For more extensive examples check out the following notebooks:
`DML Examples Jupyter Notebook <https://github.com/py-why/EconML/blob/main/notebooks/Double%20Machine%20Learning%20Examples.ipynb>`_,
`Forest Learners Jupyter Notebook <https://github.com/py-why/EconML/blob/main/notebooks/ForestLearners%20Basic%20Example.ipynb>`_.

.. rubric:: Single Outcome, Single Treatment

We consider some example use cases of the library when :math:`Y` and :math:`T` are :math:`1`-dimensional.

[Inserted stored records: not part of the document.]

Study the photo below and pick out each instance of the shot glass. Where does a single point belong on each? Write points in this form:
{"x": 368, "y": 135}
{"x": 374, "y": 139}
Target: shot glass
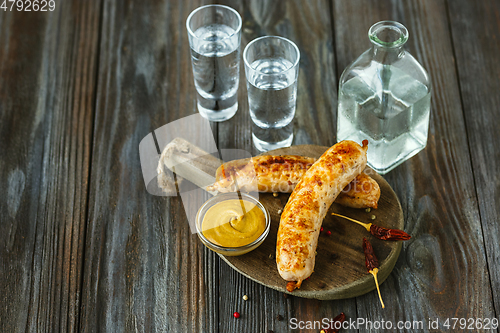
{"x": 214, "y": 38}
{"x": 271, "y": 68}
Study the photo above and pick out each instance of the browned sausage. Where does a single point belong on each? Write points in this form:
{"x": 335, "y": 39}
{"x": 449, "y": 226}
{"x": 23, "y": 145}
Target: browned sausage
{"x": 282, "y": 173}
{"x": 308, "y": 204}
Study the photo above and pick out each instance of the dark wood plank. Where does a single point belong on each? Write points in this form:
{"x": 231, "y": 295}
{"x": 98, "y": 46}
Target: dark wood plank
{"x": 442, "y": 271}
{"x": 307, "y": 23}
{"x": 144, "y": 269}
{"x": 475, "y": 30}
{"x": 47, "y": 88}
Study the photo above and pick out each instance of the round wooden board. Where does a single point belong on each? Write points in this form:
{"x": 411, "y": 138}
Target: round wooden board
{"x": 340, "y": 270}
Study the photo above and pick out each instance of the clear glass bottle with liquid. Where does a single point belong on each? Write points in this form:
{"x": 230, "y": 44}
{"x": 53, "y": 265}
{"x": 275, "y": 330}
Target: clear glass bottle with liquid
{"x": 384, "y": 96}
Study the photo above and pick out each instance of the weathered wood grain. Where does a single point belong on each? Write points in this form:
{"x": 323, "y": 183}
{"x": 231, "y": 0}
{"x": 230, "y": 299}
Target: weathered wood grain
{"x": 47, "y": 88}
{"x": 476, "y": 32}
{"x": 442, "y": 271}
{"x": 144, "y": 269}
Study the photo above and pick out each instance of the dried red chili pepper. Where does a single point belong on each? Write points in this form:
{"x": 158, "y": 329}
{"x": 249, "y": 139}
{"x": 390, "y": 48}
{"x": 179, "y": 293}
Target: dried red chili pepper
{"x": 339, "y": 319}
{"x": 379, "y": 232}
{"x": 388, "y": 234}
{"x": 371, "y": 263}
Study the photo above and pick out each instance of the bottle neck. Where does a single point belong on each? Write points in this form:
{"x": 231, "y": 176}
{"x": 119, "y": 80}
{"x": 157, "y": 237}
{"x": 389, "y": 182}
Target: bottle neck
{"x": 388, "y": 39}
{"x": 386, "y": 55}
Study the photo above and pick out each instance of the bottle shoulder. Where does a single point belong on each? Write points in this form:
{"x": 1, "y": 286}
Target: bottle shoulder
{"x": 405, "y": 66}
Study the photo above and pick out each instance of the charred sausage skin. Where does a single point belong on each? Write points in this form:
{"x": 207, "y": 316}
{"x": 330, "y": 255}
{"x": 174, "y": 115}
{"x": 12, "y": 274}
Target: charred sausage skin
{"x": 282, "y": 173}
{"x": 308, "y": 204}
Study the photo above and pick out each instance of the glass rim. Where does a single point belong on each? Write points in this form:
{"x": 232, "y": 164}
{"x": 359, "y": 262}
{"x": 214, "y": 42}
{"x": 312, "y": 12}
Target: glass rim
{"x": 374, "y": 29}
{"x": 295, "y": 63}
{"x": 236, "y": 31}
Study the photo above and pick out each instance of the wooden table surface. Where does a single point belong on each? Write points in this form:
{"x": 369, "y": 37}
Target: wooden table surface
{"x": 84, "y": 247}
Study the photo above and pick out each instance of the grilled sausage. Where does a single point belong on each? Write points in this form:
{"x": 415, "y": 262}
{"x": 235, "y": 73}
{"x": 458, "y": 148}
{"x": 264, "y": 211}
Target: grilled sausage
{"x": 282, "y": 173}
{"x": 308, "y": 204}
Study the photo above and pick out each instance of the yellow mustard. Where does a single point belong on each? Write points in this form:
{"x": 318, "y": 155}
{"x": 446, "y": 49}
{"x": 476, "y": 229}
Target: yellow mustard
{"x": 233, "y": 223}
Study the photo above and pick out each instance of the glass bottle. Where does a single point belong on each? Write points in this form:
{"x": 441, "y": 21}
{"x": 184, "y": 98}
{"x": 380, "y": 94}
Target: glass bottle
{"x": 384, "y": 96}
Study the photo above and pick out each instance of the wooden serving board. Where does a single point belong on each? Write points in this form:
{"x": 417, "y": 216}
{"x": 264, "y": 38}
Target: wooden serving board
{"x": 340, "y": 270}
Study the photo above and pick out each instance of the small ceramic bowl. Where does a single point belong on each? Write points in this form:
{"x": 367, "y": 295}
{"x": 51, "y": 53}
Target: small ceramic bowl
{"x": 231, "y": 251}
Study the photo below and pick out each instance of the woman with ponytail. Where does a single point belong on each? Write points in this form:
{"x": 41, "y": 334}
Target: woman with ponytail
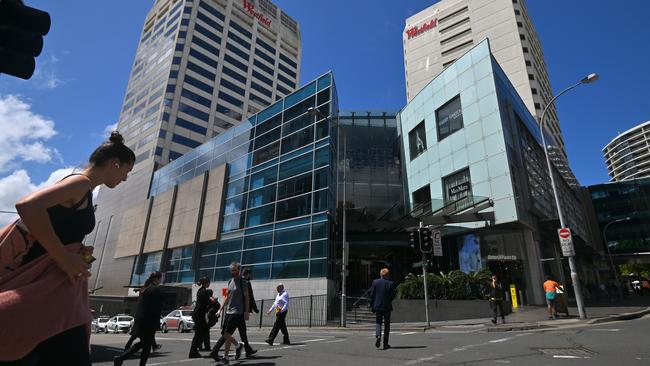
{"x": 41, "y": 257}
{"x": 147, "y": 320}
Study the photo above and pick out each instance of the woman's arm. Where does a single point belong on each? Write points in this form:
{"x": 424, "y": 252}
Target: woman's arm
{"x": 33, "y": 212}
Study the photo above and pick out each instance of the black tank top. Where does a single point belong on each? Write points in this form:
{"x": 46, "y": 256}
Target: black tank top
{"x": 70, "y": 224}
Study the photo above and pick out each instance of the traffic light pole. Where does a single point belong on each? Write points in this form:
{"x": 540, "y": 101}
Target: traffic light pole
{"x": 424, "y": 274}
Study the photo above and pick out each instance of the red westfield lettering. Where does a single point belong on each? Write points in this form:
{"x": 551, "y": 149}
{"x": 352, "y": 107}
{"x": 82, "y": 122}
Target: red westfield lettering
{"x": 250, "y": 8}
{"x": 416, "y": 31}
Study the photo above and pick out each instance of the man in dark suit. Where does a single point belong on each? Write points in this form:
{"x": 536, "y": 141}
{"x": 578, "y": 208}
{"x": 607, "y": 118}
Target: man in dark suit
{"x": 382, "y": 294}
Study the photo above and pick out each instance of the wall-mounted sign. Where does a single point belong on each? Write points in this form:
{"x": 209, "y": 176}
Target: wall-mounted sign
{"x": 249, "y": 7}
{"x": 416, "y": 31}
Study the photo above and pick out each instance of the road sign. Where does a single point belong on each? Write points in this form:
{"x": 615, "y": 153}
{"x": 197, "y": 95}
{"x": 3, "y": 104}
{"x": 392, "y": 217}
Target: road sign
{"x": 437, "y": 243}
{"x": 566, "y": 242}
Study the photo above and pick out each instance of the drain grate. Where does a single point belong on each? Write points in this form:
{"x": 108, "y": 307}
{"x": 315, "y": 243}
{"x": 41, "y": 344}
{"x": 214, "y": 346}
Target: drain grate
{"x": 578, "y": 352}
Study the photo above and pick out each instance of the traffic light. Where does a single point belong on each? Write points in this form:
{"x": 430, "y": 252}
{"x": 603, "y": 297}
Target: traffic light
{"x": 426, "y": 240}
{"x": 415, "y": 238}
{"x": 21, "y": 37}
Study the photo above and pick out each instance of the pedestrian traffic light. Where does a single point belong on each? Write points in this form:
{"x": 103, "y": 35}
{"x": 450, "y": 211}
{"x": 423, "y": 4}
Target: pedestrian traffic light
{"x": 426, "y": 240}
{"x": 21, "y": 37}
{"x": 414, "y": 238}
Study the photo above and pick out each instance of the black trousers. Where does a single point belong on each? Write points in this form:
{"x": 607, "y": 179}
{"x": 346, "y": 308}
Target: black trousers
{"x": 144, "y": 346}
{"x": 497, "y": 305}
{"x": 382, "y": 316}
{"x": 242, "y": 334}
{"x": 280, "y": 325}
{"x": 69, "y": 347}
{"x": 200, "y": 331}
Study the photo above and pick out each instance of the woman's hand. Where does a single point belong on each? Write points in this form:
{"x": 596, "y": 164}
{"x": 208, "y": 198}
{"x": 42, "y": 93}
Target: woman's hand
{"x": 74, "y": 266}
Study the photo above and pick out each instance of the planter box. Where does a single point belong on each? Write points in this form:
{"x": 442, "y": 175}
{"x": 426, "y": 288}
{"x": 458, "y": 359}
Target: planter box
{"x": 413, "y": 310}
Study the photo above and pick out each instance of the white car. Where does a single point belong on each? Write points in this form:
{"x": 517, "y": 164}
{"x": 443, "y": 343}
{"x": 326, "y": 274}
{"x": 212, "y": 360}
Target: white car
{"x": 180, "y": 320}
{"x": 120, "y": 323}
{"x": 99, "y": 325}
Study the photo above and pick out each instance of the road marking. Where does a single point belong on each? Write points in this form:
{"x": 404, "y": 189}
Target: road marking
{"x": 500, "y": 340}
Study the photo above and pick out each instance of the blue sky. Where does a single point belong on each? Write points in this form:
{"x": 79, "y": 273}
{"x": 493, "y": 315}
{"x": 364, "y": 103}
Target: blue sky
{"x": 83, "y": 70}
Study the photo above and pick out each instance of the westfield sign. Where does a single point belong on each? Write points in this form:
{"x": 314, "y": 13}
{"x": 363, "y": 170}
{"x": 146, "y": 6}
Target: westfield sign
{"x": 416, "y": 31}
{"x": 249, "y": 7}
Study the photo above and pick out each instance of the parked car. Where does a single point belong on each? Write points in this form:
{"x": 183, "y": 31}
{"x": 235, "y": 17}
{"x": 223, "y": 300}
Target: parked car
{"x": 119, "y": 323}
{"x": 99, "y": 325}
{"x": 180, "y": 320}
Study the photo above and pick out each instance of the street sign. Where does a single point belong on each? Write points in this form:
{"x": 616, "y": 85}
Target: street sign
{"x": 566, "y": 242}
{"x": 437, "y": 243}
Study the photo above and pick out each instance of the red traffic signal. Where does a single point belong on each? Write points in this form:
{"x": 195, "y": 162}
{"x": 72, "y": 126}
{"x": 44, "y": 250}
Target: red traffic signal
{"x": 21, "y": 37}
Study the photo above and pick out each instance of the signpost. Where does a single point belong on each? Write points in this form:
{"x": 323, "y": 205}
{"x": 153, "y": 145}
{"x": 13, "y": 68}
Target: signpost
{"x": 566, "y": 242}
{"x": 437, "y": 243}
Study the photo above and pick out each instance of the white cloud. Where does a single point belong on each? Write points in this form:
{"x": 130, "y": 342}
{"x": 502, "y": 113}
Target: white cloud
{"x": 23, "y": 134}
{"x": 108, "y": 129}
{"x": 19, "y": 184}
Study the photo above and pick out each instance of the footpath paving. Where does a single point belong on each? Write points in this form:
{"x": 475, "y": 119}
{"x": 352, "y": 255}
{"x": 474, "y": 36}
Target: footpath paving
{"x": 528, "y": 317}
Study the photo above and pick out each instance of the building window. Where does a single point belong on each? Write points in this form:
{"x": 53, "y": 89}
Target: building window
{"x": 449, "y": 118}
{"x": 457, "y": 190}
{"x": 422, "y": 196}
{"x": 417, "y": 140}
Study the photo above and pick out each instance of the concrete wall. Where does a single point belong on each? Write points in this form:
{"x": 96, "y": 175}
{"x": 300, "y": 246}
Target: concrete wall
{"x": 413, "y": 310}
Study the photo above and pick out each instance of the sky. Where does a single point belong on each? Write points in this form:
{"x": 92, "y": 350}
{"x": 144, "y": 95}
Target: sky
{"x": 52, "y": 122}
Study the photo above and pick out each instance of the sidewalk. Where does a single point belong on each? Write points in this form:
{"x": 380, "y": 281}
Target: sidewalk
{"x": 529, "y": 317}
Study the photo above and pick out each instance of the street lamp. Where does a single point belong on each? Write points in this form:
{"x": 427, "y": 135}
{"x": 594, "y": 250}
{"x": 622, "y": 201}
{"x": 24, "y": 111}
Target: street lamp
{"x": 609, "y": 254}
{"x": 344, "y": 255}
{"x": 574, "y": 274}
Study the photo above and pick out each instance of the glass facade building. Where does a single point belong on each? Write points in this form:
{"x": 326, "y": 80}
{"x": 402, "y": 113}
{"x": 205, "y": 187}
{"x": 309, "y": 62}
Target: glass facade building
{"x": 278, "y": 200}
{"x": 620, "y": 200}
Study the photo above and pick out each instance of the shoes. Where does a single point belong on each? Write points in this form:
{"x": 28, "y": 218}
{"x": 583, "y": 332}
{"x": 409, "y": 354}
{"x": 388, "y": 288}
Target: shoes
{"x": 252, "y": 352}
{"x": 238, "y": 350}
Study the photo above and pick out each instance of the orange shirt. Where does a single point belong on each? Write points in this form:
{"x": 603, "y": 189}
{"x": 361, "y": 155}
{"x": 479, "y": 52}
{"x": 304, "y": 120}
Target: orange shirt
{"x": 550, "y": 285}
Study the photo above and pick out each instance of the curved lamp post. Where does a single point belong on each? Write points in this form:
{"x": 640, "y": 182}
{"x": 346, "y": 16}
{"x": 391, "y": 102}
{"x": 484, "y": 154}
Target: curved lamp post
{"x": 574, "y": 274}
{"x": 609, "y": 254}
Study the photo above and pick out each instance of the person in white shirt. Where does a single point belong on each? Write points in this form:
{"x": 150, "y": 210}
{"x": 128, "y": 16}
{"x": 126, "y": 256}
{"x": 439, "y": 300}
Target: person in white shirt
{"x": 280, "y": 307}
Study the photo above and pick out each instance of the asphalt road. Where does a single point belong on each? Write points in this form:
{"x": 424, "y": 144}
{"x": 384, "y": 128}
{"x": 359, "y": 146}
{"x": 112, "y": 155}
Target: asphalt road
{"x": 614, "y": 343}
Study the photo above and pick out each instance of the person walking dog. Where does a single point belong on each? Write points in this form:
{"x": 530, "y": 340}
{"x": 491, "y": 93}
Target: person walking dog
{"x": 382, "y": 294}
{"x": 280, "y": 307}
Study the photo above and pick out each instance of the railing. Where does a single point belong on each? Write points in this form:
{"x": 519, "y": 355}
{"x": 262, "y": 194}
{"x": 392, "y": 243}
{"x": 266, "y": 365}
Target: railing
{"x": 304, "y": 311}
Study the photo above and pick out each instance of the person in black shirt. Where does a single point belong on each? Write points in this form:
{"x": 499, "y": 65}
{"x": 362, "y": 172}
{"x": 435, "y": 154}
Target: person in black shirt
{"x": 147, "y": 320}
{"x": 496, "y": 299}
{"x": 198, "y": 315}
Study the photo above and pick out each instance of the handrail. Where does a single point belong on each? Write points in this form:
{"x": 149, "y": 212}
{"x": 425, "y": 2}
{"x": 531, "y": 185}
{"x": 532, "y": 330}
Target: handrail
{"x": 361, "y": 297}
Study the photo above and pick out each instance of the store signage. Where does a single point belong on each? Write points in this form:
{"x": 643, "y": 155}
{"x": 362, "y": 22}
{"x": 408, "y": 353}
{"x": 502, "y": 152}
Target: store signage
{"x": 566, "y": 242}
{"x": 459, "y": 190}
{"x": 416, "y": 31}
{"x": 249, "y": 7}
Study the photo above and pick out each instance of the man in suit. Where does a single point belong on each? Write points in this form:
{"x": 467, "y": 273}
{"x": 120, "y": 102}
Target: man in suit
{"x": 382, "y": 294}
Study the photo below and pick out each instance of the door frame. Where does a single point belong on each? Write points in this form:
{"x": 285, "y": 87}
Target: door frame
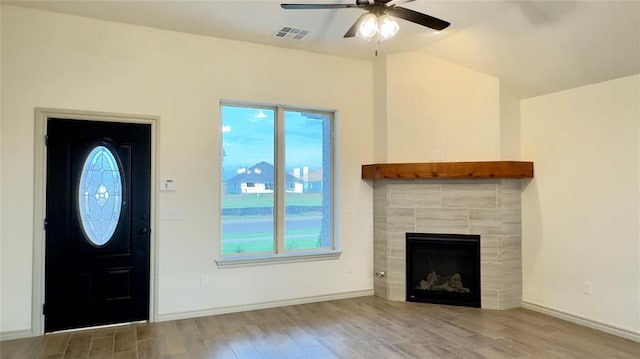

**Random Forest First Stages.**
A classical non-parametric regressor for the first stage estimates is a Random Forest. Using RandomForests in our API is as simple as:

.. testcode::

    from econml.dml import LinearDML
    from sklearn.ensemble import RandomForestRegressor
    est = LinearDML(model_y=RandomForestRegressor(),
                    model_t=RandomForestRegressor())
    est.fit(y, T, X=X, W=W)
    pnt_effect = est.const_marginal_effect(X)
    lb_effect, ub_effect = est.const_marginal_effect_interval(X, alpha=.05)
    pnt_coef = est.coef_
    lb_coef, ub_coef = est.coef__interval(alpha=.05)


**Polynomial Features for Heterogeneity.**
Suppose that we believe that the treatment effect is a polynomial of :math:`X`, i.e.

.. math::
    
    Y = (\alpha_0 + \alpha_1 X + \alpha_2 X^2 + \ldots) \cdot T + g(X, W, \epsilon)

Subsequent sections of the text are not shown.